Risk of Skin Cancer Might be Linked to the Use of Biological Agents for Rheumatoid Arthritis

Latest research reveals that the biological agents used to provide relief from the aches of rheumatoid arthritis can be a cause for skin cancers. Previously, it has been known that inflammatory arthritis can enhance the risk of certain types of cancer, especially of the lung and lymphoma. Risks associated with breast and bowel cancers are lower. The research was aimed at finding out if there was any change in the risk of cancer when medicines influencing the immune system were used. These drugs are called TNF inhibitors, short for Tumor Necrosis Factor inhibitors.

Results were arrived at by analyzing databases of the medical archives. The data is between the years of 1998 and 2010. The data was obtained from the British Society for Rheumatology, European League against Rheumatism and American College of Rheumatology. The results obtained were diverse. Eight conference abstracts and results of twenty one independent studies were considered for analysis. All the data was confined to those relating to TNF inhibitor usage. Some of the drugs that are used for the inhibition are adalimumab, protein etanercept and monoclonal antibodies infliximab. On the whole, cases of 40,000 patients were analyzed. Calculating the duration of treatment of each patient, the total number of treatment years was calculated to be 150,000 years.

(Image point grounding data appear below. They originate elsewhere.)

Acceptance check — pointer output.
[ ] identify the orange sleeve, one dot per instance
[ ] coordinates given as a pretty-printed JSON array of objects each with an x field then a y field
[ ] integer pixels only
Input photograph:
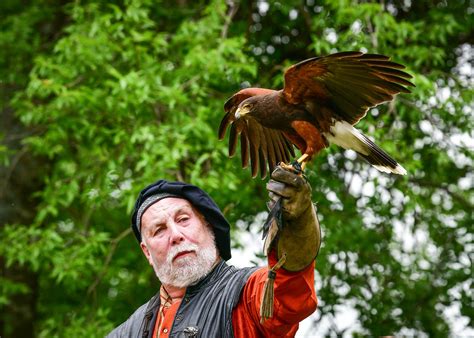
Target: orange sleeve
[{"x": 295, "y": 299}]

Seven studies revealed that intake of TNF inhibitors did not have any influence over the enhancement of cancer risk. In cases where influence was found, it was largely negligible. These studies involved patients who had undergone long-term treatments as well. In agreement to the results of these studies were two more studies that showed no impact at all and no increase in the risk of cancer in people who were administered TNF inhibitors. However, these two studies revealed that people who had a previous history of cancer did face an increase in the risk of relapse. The rise in increase cannot be attributed directly to the use of TNF inhibitors.

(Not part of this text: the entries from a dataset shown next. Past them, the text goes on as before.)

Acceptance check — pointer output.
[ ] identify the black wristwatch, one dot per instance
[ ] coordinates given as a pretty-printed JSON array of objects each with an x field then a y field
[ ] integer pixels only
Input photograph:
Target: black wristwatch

In start contrast to these studies were four studies which claimed a 45% increase in cancer risk, especially in skin cancer. But melanoma risk was found to be low. In agreement with these four results were two more studies which showed a 79% hike in skin cancer risk in patients who took TNF inhibitors. In this case, the increase in the risk of melanoma was found to be significant. The conclusion of the study was that although intake of TNF inhibitors did cause an increase in the risk of melanoma and other types of skin cancers, the influence on other kinds of cancers such as lymphoma is negligible.